On January 17, Lumumba was shot dead, with the support of Belgium. The UK may have been complicit, while the US had previously plotted to assassinate Lumumba – fearing he was sympathetic to the Soviet Union during the Cold War.
In his book, Blouin said the shock and grief caused by Lumumba’s death left him speechless.
“I have never been left without things to say,” he wrote.
He was living in Paris at the time of his assassination, having been forced into exile after Mobutu’s overthrow.
To ensure that Blouin will not speak to the international press, the authorities made his family – who moved to Congo – remain in the country as “hostages”.
The breakup was painful for Blouin, who, as Eve explained, was “very protective” and “very motherly”.
Thinking about her mother’s personality, Eva adds: “One would not want to oppose her because although she had a big and generous heart, she could change.
During Blouin’s exile, soldiers ransacked his home and beat his mother severely with a gun, permanently damaging her spine.
Blouin’s family was finally able to join him after months of separation.
They spent a short time in Algeria – where they were given a place to live by the country’s first President after independence, Ahmed Ben Bella.
They then settled in Paris. Blouin remained involved in distant pan-Africanism “in the form of articles and daily meetings”, Eva wrote in the memoir’s epilogue.
When Blouin began writing his autobiography in the 1970s, he still had great respect for the freedom movement to which he was devoted.
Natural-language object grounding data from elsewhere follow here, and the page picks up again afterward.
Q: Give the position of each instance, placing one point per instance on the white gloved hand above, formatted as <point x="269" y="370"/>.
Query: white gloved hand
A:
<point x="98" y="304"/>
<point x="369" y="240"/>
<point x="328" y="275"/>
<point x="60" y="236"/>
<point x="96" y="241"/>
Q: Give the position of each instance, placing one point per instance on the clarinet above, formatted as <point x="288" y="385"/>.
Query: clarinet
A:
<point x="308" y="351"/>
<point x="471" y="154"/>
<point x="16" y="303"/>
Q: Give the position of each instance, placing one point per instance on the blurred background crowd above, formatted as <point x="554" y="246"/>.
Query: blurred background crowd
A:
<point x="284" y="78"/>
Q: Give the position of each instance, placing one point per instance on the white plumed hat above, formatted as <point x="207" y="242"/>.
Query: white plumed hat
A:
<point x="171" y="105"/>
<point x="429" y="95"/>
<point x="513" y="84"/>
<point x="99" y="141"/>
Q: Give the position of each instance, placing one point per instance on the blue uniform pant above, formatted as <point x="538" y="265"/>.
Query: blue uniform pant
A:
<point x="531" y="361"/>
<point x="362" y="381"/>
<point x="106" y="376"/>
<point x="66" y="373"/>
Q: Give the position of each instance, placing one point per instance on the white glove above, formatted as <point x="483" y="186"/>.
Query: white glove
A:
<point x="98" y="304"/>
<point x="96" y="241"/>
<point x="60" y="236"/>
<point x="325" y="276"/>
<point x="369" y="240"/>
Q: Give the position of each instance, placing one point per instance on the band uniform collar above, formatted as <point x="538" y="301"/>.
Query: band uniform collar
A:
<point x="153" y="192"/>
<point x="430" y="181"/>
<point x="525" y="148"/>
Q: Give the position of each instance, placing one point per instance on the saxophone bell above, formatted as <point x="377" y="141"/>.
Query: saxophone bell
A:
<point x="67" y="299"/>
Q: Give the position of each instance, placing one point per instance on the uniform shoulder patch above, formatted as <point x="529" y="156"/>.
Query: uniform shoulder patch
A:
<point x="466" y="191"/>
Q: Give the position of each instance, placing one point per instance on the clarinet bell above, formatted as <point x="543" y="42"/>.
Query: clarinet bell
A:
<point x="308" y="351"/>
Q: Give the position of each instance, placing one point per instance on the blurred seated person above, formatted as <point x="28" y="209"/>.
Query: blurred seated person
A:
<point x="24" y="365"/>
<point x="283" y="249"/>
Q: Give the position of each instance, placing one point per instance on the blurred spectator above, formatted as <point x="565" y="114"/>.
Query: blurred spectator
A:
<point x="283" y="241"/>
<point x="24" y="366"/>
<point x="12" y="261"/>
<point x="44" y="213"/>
He admired Sékou Touré, who by then had established a one-party state and brutally suppressed freedom of expression.
Blouin however was very disappointed that Africa was not yet free, as he had hoped.
“It is not foreigners who have harmed Africa the most, but the mutilated will of the people and the selfishness of some of our leaders,” he wrote.
He was saddened by the death of his dream, so much so that he refused to take medication for the cancer that was eating away at his body.
“It was bad to watch. I was completely powerless,” said Eve.
Blouin died in Paris on 9 April 1986, aged 65. According to Eva, her mother’s death was met by the country with “great indifference”.
He is always inspiring in other corners, though. In the capital of DR Congo, Kinshasa, a cultural center named after Blouin offers the likes of educational programs, conferences, and film screenings – all based on universal African ethics.
And with My Country, Africa, Blouin’s extraordinary story is being released for the second time, this time in a world that is showing great interest in women’s historical contributions.
New students will learn about a girl who went from captivity by the colonial system, to fighting for the freedom of millions of black people in Africa.
My Country, Africa: The Autobiography of a Black Passionaria, published by Verso Books, goes on sale on 7 January in the UK.